VORTA slightly outperforms the original model on VBench (82.59 vs. 82.26), possibly due to a regularization effect from pruning redundant attention.
Removing the full attention branch causes a 4-point VBench drop with no additional speedup, confirming the existence of critical attention heads.
Removing timestep conditioning causes the router to uniformly select the same branch across all steps, resulting in degraded performance and reduced speedup.
BCS significantly outperforms simple average pooling (81.06 vs. 75.94–77.08), validating the necessity of selective pruning.
Routing patterns exhibit clear temporal regularity: coreset attention dominates in early steps, transitioning to sliding attention in later steps.

Highlights & Insights¶

Theoretically grounded design: The three-category attention taxonomy provides a clear theoretical basis for assigning distinct sparse strategies.
Linear complexity of BCS: The bucketed strategy reduces coreset selection from \(\mathcal{O}(L^2)\) to \(\mathcal{O}(L)\), which is key to practical acceleration.
Strong composability: VORTA is orthogonal to caching (PAB) and distillation (PCD) methods, achieving 14.41× acceleration when combined.
Scheduler generalization: Adapts to different ODE solvers and step counts without re-analysis.
Backbone generalization: Validated on both MMDiT (HunyuanVideo) and DiT (Wan 2.1) architectures.

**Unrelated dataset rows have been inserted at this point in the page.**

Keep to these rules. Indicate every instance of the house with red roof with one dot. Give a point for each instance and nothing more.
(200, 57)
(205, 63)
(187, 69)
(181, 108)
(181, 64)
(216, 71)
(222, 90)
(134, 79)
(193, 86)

Limitations & Future Work¶

Primarily targets attention acceleration; limited speedup for short sequences (images or low-resolution video).
Only supports bidirectional generation paradigms; autoregressive video generation requires substantial adaptation.
When the pretrained model itself produces artifacts (e.g., distortions or physics violations), VORTA inherits and may amplify these issues.
Router training requires approximately one day, which, while far less than pretraining, is still non-trivial.
The coreset ratio is fixed at 50%; adaptive ratios could further optimize the efficiency–quality trade-off.

Sparse attention: STA (Sliding Tile Attention), ARnR (online analysis), SVG
Video diffusion acceleration: PAB (feature caching), PCD (consistency distillation)
Conditional computation: MoE (Mixture of Experts), BlockDrop
Video generation: HunyuanVideo, Wan 2.1, CogVideoX
Insights: The routing mechanism design can be generalized to other conditional computation scenarios; BCS's linear-complexity coreset selection is applicable to long-context LLM inference.

Rating¶

Novelty: ⭐⭐⭐⭐☆ — The combination of coreset attention and signal-aware routing is a novel design.
Experimental Thoroughness: ⭐⭐⭐⭐⭐ — Comprehensive evaluation across multiple backbones, schedulers, and combinations, with detailed runtime analysis.
Writing Quality: ⭐⭐⭐⭐⭐ — Taxonomically clear with excellent figure design.
Value: ⭐⭐⭐⭐⭐ — Significant practical speedup with open-sourced code and weights.